[antlr-interest] Tokens that span across char streams

Wed Aug 26 14:34:32 PDT 2009

At 07:57 27/08/2009, Stanislav Sokorac wrote:
>I have a language that allows macros to be used just about 
>anywhere, which makes things a bit difficult. For example, a 
>macro could define half a string, and something like this is 
>legal:
>
>#define FOO "start of a string
>String a = FOO end of a string";
>
>If I do on-the-fly substitution of macros by switching char 
>streams (using the include file technique from the FAQ), lexer 
>cannot recognize the string in the second line: it parses the 
>macro text, encounters EOF of that stream, throws an exception 
>("couldn't match anything"), and then start over at the second 
>half of the string, again not matching anything.
>
>What's a good way to "smooth over" the EOF bump, and merge the 
>streams into one from lexer's point of view? Do I need to 
>implement a custom CharStream to do something like this?

That wouldn't really help.  Consider the case where there is 
another unrelated line (perhaps another #define) between those two 
above.  Unless you were switching streams when you encounter *use* 
of the #defined tokens (and not just on include) you still 
wouldn't be able to parse a complete string token.
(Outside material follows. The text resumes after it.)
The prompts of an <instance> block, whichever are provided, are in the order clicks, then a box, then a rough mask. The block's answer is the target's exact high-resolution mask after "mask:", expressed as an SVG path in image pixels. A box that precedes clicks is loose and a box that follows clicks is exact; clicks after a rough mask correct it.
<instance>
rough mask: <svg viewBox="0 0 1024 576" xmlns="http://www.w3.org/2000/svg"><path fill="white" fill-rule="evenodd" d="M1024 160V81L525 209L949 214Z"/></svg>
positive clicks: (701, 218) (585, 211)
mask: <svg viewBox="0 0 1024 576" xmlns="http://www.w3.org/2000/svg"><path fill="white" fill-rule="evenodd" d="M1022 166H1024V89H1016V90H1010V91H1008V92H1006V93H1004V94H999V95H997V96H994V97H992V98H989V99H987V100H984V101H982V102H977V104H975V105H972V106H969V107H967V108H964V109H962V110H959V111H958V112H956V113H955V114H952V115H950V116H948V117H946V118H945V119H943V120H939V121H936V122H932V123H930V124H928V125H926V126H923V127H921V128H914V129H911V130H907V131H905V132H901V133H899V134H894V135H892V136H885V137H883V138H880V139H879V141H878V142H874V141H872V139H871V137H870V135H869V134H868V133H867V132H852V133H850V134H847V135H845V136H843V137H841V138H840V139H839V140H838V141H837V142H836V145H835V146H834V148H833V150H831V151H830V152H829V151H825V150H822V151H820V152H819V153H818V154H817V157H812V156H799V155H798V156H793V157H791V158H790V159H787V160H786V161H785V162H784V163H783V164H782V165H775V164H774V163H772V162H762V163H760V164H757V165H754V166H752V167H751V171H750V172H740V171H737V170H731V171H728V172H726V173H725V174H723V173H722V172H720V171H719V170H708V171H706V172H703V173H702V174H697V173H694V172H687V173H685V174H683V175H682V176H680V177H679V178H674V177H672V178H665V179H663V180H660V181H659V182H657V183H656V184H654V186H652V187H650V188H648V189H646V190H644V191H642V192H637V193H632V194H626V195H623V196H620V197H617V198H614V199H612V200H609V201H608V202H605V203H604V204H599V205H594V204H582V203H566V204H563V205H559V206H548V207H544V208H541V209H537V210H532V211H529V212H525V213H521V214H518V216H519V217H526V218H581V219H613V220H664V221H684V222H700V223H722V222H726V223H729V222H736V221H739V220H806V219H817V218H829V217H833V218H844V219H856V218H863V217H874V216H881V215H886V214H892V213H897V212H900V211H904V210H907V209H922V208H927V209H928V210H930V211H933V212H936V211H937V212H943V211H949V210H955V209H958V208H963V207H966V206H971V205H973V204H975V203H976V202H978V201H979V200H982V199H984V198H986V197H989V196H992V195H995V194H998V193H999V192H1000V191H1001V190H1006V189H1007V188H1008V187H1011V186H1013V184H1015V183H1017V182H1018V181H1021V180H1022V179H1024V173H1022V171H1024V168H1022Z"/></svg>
You *could* define a preprocessing CharStream, that recognises the 
use of #define and simply files the characters until EOL away 
without actually passing them on, then later recognises the name 
of the defined symbol and passes on the value rather than the 
name.  That's probably about the best you can do, if you don't 
want to do a full preprocessing pass.  I think it'll still have 
the same line numbering issues though.

>Of course, I could have a pre-process run that replaces all the 
>macros, and then run through the resulting code, but I'd like to 
>avoid that because (1) it's slow to go through the file twice, 
>and (2) the character/line numbers in tokens will be messed up in 
>the second run and it'll take a bit of work to bring them back to 
>the original locations.

I really think that the preprocess run is the simplest option for 
that sort of thing.  Either that or using only single characters 
as tokens; given your example you definitely can't match an entire 
quoted string as a single token without grief.

Is this your own language?  If it is, you should consider changing 
that rule and adopt something like C's string constant folding 
instead; for example the C equivalent to your above example (and 
which uses complete, lexable tokens) is this:

#define FOO "start of a string"
String a = FOO " end of a string";

(In C, two sequential string constants are treated as if they were 
a single constant with the text appended together.)